The Morning Brew #540
Posted by Chris Alcock on Tuesday 16th February 2010 at 08:25 am | Tagged as: .NET, Development, Morning Brew
Software
- Announcing Spec Explorer 2010, Release 3.1! – The Spec Explorer Team announces the release of Spec Explorer 2010 release 3.1 which runs against the Visual Studio 2010 / .NET 4 Release Candidate. This release brings with it a rename for a number of the core attributes and classes, along with flexible naming support, improved status reporting, user defined post processing, and better help integration
- Pex 0.23.50215.2: Visual Studio 2010 RC support – Jonathan "Peli" de Halleux announces the latest release of Pex, which now supports the Visual Studio 2010 RC release, improving some of the IDE support, along with some bugfixes and two minor breaking changes.
- .NET Reflector, class browser, analyzer and decompiler for .NET – Red Gate release Version 6.0 of Reflector, in both free and Pro variants. This is the first major release since they acquired reflector, and brings with it .NET 4 support, integration with Visual Studio (minor in the free edition, significant in Pro). Pro licenses are £125. Bob Crambit has a short interview with the Red Gate Team taking you Behind the scenes with the developers of .NET Reflector 6 and .NET Reflector Pro –
Information
- Patch for VS 2010 RC Intellisense Crash Issue Now Available – Scott Guthrie highlights the availability of a patch for the Intellisense crashing issue experienced by a number of Visual Studio 2010 RC users who have USB connected external devices attached. Karl Shifflett also has a list of other know issues with the RC release, along with a few specifics for those developing Silverlight/WPF apps in his post Known Issues for Visual Studio 2010 Release Candidate
- ASP.NET 4.0, Part 2: New VS Project Templates – Dan Maharry continues his ASP.NET 4.0 exploration series with a look at some of the new web project templates available in Visual Studio 2010, focusing on the ’empty’ templates, and highlighting changes to others.
- ASP.NET MVC 2 Model Validation – Mickael Chambaud gives a brief introduction to the Model Validation features of ASP.NET MVC 2 showing a short (feature dense) model code sample, and how the validation manifests itself in the auto generated UI, and how you can implement your own validation.
- Introducing Sharpy – Jaco Pretorius announces a new View Engine for ASP.NET MVC. Sharpy is based on the PHP Smarty view engine, and aims to make it easier for developers and designers to work together on views.

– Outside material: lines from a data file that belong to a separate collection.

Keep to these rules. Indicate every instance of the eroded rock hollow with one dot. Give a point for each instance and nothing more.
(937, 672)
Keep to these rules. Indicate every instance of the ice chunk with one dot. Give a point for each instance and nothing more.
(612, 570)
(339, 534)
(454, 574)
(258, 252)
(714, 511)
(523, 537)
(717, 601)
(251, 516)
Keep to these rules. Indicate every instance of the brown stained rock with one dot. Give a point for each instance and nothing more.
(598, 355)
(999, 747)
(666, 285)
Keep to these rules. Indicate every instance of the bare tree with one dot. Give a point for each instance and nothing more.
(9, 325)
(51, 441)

The project is licensed as MS-PL (Microsoft Permissive License) and hosted on CodePlex.
- CQRS is more work because of the read model? – Greg Young talks about the commonly (mis)held belief that a Command Query Responsibility Segregation based architecture results in more work as you have to create two models, and argues that it doesn’t necessary, it simply results in doing different work. Greg also responds to another difference when using Event Sourcing in his post Event Storage and Persistence Ignorance addressing a readers concern about persistence ignorance when using Event Sourcing.

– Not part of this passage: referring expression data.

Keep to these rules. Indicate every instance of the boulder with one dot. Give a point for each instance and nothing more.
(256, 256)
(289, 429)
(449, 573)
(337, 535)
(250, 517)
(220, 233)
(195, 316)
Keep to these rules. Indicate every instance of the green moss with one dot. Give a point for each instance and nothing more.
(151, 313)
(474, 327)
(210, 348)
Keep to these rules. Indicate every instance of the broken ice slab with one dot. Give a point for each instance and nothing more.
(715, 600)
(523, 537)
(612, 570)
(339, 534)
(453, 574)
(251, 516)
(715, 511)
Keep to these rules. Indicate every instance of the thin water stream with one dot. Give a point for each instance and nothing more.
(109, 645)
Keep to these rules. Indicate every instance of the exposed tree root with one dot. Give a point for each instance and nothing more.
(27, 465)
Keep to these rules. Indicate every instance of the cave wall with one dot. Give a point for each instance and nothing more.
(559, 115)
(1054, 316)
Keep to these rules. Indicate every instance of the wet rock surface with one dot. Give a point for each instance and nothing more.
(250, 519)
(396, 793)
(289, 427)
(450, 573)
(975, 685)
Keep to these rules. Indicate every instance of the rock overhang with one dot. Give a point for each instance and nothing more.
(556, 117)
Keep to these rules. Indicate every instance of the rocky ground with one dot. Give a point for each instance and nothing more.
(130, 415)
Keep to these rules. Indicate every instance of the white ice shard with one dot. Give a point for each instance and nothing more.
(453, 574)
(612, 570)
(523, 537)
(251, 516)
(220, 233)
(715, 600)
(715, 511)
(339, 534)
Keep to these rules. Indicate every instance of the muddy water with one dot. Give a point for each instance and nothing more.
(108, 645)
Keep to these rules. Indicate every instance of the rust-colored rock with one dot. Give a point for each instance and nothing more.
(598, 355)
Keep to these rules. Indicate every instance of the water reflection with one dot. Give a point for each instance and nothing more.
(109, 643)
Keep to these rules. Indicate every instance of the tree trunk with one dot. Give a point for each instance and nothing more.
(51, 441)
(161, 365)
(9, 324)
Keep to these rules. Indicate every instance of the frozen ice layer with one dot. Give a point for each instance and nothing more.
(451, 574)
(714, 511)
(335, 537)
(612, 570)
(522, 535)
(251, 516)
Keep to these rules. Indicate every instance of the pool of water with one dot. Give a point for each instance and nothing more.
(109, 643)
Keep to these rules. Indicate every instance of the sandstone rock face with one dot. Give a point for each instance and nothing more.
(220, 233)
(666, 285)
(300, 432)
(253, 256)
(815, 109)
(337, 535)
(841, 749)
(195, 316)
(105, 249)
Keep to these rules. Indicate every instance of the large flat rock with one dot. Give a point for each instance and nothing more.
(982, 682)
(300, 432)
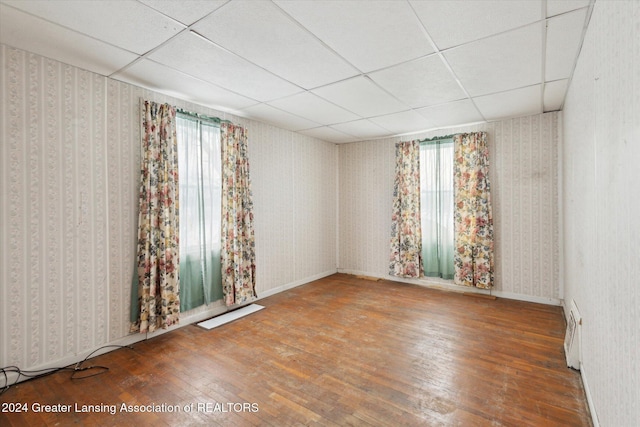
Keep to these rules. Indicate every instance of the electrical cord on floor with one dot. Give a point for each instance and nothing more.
(97, 370)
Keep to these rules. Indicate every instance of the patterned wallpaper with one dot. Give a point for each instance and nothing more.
(69, 170)
(524, 184)
(601, 205)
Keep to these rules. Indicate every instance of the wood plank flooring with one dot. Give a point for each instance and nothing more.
(339, 351)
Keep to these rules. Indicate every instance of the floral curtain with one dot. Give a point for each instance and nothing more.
(406, 236)
(158, 226)
(238, 241)
(473, 221)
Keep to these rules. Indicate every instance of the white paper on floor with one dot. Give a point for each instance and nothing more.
(231, 316)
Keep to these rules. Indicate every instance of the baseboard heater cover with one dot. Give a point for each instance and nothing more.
(230, 316)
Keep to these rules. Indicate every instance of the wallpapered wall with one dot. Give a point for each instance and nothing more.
(601, 204)
(524, 185)
(69, 180)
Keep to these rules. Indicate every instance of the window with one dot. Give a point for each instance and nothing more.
(436, 207)
(200, 179)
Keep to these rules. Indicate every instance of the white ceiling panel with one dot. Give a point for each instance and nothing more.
(361, 96)
(27, 32)
(185, 11)
(564, 35)
(419, 83)
(158, 77)
(127, 24)
(367, 68)
(452, 113)
(269, 38)
(369, 34)
(329, 134)
(501, 62)
(556, 7)
(452, 23)
(314, 108)
(269, 114)
(222, 68)
(554, 93)
(403, 122)
(513, 103)
(362, 129)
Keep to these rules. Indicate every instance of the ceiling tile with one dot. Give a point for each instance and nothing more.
(362, 129)
(314, 108)
(222, 68)
(328, 134)
(499, 63)
(158, 77)
(564, 35)
(452, 23)
(369, 34)
(403, 122)
(420, 83)
(268, 114)
(361, 96)
(554, 93)
(127, 24)
(452, 113)
(513, 103)
(27, 32)
(269, 38)
(556, 7)
(185, 11)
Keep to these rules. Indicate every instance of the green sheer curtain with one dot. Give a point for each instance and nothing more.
(200, 166)
(437, 207)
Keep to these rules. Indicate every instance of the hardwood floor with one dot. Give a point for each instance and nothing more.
(338, 351)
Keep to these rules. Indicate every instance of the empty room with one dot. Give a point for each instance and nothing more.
(296, 212)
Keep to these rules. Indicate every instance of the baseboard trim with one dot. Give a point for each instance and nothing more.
(216, 309)
(587, 392)
(294, 284)
(442, 285)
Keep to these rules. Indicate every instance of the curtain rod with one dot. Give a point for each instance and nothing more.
(216, 120)
(437, 138)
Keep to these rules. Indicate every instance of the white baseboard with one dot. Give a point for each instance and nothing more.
(436, 283)
(587, 392)
(216, 309)
(294, 284)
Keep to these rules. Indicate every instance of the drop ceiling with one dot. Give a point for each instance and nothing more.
(340, 71)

- New Castle Windsor feature – typed arguments – Krzysztof Kozmic talks about the first new feature for Windsor 3.0, the ability to specify arguments using types rather than names, adding to the was in which inline dependencies can be declared.
- Windows Phone 7 Series: Now That’s More Like It! – Joey deVilla gives the low down on the newly announced Windows Phone 7, announced yesterday at Mobile World Congress in Barcelona, sharing the details of the User Experience, features, and press reaction, and linking to a number of videos which give a better feel for the device.
Community
- Jesse Liberty Tour of the UK and Ireland (#techdays) – Guy Smith-Ferrier highlights the ‘Jesse Liberty UK and Ireland Tour’, with Jesse giving a talk on Silverlight4, TDD, MVVM in Bristol, London, Cambridge, Leeds, Newcastle, Edinburgh, Glasgow, Belfast and Dublin during April this year.
Humour
- A twist of lemon – Eric Lippert digs out some coffee related C# humour from the minutes of an early design meeting about the C# language – how different our lives could be with data types short, tall and grande (speaking of which, its time for a coffee).